Maman melanjutkan, realitas di lapangan menunjukkan bahwa sebagian besar pengusaha mikro memang belum mencantumkan label kedaluwarsa secara konsisten pada produk mereka. Ia berpandangan bahwa jika pendekatan regulasi terhadap usaha mikro, kecil, dan menengah (UMKM) didasari pada sanksi pidana, seperti hukuman penjara, dampaknya bisa sangat fatal dan berujung pada penutupan massal. Lebih dari sekadar ancaman bagi pelaku usaha, sanksi pidana dinilai tidak efektif dalam mengatasi akar masalahnya, yaitu minimnya pemahaman pengusaha mengenai kewajiban pelabelan. “Jika kita terus-menerus menerapkan Undang-Undang Perlindungan Konsumen dengan pendekatan ini, saya pikir masalahnya tidak akan pernah ada habisnya,” imbuhnya.
Oleh karena itu, Maman mendesak para penegak hukum untuk mempertimbangkan penerapan sanksi administratif sebagai solusi utama, bukan sanksi pidana. Ia secara spesifik merekomendasikan penggunaan Undang-Undang Pangan, yang menurutnya lebih berorientasi pada pembinaan. “Sanksinya bukan sanksi pidana, melainkan sanksi administratif, yang berarti ada ruang untuk pembinaan yang harus kita prioritaskan,” jelasnya, menekankan pentingnya pendekatan yang mendidik ketimbang menghukum.
Maman berharap agar sanksi pidana dapat menjadi opsi terakhir dalam setiap proses penegakan hukum terhadap pengusaha mikro. Ia menganjurkan agar aparat hukum lebih mengedepankan penggunaan undang-undang yang bersifat khusus dibandingkan yang umum, sejalan dengan prinsip hukum “Lex specialis derogat legi generali” (hukum yang khusus mengesampingkan hukum yang umum). Meskipun demikian, ia juga mengingatkan bahwa pemberian sanksi administratif bukan berarti para pengusaha dapat terlena atau mengabaikan kewajiban mereka. “Ini bukan berarti para pengusaha mikro lantas menjadi tidak acuh dan terlena,” tegasnya, menegaskan pentingnya kesadaran hukum dan kepatuhan yang berkelanjutan.
Ringkasan
Maman Abdurrahman, Menteri UMKM, memperingatkan bahwa penerapan kaku Undang-Undang Perlindungan Konsumen (UUPK) dapat menghancurkan ribuan pengusaha mikro di Indonesia.
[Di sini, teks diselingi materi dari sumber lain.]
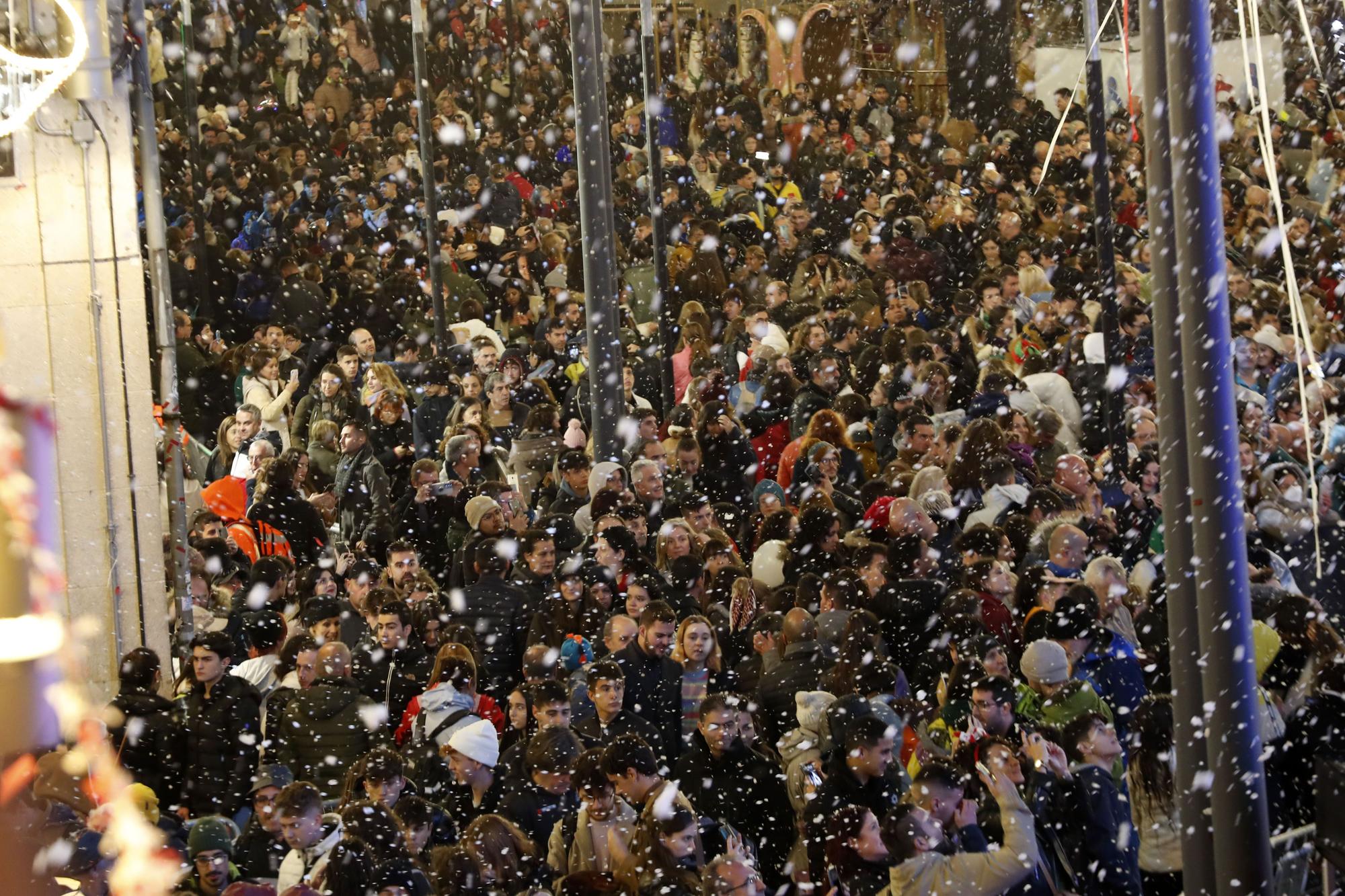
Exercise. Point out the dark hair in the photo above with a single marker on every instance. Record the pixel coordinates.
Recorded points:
(216, 642)
(489, 560)
(1001, 690)
(1079, 729)
(549, 692)
(138, 670)
(399, 608)
(381, 764)
(605, 670)
(658, 611)
(299, 798)
(630, 751)
(379, 827)
(845, 825)
(555, 749)
(1152, 744)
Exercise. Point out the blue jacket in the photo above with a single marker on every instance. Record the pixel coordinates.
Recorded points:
(1104, 844)
(1114, 671)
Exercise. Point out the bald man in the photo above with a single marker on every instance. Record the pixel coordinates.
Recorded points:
(907, 517)
(1069, 549)
(329, 727)
(801, 667)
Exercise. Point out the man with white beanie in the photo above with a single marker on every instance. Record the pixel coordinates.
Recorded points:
(473, 754)
(1055, 698)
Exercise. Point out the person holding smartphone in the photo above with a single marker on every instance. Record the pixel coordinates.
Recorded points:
(263, 389)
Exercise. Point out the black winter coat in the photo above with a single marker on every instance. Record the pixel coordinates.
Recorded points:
(809, 401)
(221, 735)
(295, 517)
(654, 692)
(395, 677)
(150, 741)
(843, 788)
(801, 669)
(500, 615)
(325, 731)
(728, 464)
(747, 790)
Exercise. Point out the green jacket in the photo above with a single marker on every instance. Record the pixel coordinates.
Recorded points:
(1073, 701)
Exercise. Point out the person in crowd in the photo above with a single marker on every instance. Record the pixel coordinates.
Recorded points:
(879, 518)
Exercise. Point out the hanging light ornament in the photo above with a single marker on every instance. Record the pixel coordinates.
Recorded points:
(26, 83)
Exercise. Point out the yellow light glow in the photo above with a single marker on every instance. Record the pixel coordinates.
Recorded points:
(57, 72)
(24, 638)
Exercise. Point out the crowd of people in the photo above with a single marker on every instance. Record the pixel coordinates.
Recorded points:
(875, 608)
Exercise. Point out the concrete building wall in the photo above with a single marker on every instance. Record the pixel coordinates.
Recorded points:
(48, 353)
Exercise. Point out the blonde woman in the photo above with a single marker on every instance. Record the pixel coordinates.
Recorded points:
(1032, 283)
(676, 540)
(263, 388)
(697, 650)
(381, 378)
(929, 479)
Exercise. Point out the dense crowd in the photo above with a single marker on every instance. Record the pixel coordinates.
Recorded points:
(872, 610)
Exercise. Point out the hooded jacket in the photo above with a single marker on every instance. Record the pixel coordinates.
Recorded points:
(221, 735)
(974, 873)
(996, 501)
(570, 852)
(325, 731)
(500, 615)
(307, 865)
(742, 787)
(362, 497)
(801, 669)
(150, 741)
(598, 478)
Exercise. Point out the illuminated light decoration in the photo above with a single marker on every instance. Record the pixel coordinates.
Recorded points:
(22, 88)
(26, 638)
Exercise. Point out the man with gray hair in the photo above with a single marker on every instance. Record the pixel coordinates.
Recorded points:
(731, 873)
(648, 485)
(463, 460)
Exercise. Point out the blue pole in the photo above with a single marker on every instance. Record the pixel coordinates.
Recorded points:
(1219, 541)
(1191, 799)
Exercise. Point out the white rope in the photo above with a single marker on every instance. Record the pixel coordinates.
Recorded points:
(1299, 318)
(1051, 150)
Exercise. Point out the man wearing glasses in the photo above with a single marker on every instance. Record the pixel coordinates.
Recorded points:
(731, 876)
(212, 849)
(262, 848)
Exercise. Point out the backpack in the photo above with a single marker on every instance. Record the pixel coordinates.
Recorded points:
(424, 764)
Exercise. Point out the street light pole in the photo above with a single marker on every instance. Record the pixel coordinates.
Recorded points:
(197, 182)
(151, 190)
(595, 165)
(427, 151)
(1192, 801)
(653, 110)
(1219, 541)
(1104, 231)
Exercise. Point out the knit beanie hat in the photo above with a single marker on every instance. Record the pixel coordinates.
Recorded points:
(210, 833)
(319, 608)
(821, 450)
(478, 741)
(769, 563)
(576, 651)
(812, 708)
(575, 436)
(769, 487)
(1046, 662)
(478, 507)
(146, 802)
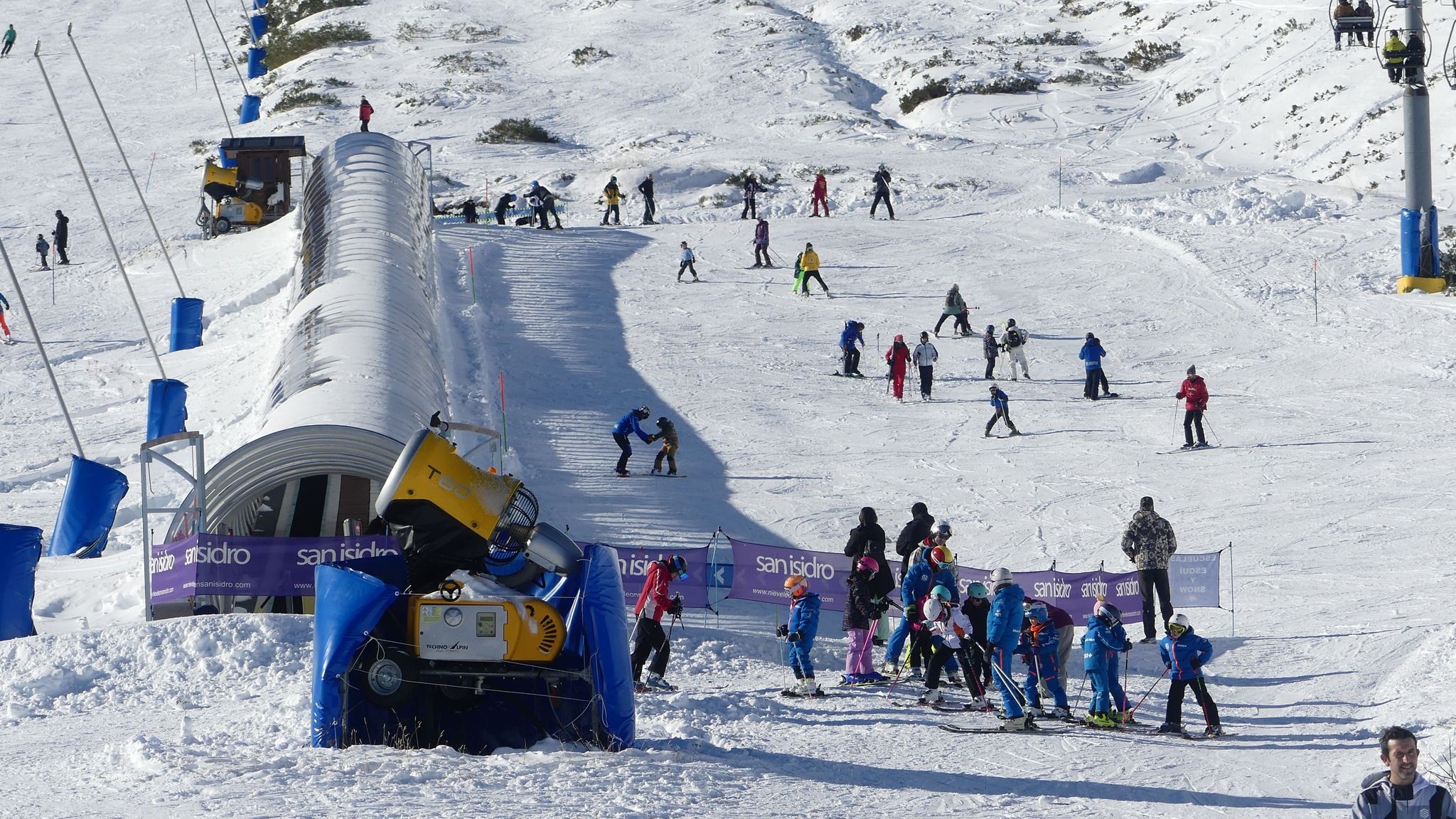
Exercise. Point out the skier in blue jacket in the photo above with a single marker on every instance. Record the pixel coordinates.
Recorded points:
(1004, 633)
(1002, 404)
(629, 424)
(850, 340)
(933, 569)
(1184, 653)
(1039, 651)
(1101, 643)
(1091, 356)
(800, 634)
Ia menyoroti kasus Toko Mama Khas Banjar yang tutup karena tidak mencantumkan tanggal kedaluwarsa, mengindikasikan masalah dari keteledoran kecil atau kurangnya pemahaman hukum. Maman menegaskan bahwa mayoritas pengusaha mikro belum konsisten dalam pelabelan produk mereka.
Oleh karena itu, Maman mendesak penegak hukum untuk mengedepankan sanksi administratif dan pembinaan, bukan sanksi pidana, yang dianggap tidak efektif dan dapat menyebabkan penutupan massal. Ia merekomendasikan penggunaan Undang-Undang Pangan yang berorientasi pembinaan, dengan sanksi pidana sebagai pilihan terakhir. Pendekatan ini diharapkan lebih fokus pada pembinaan dibandingkan hukuman, tanpa mengabaikan kewajiban pengusaha.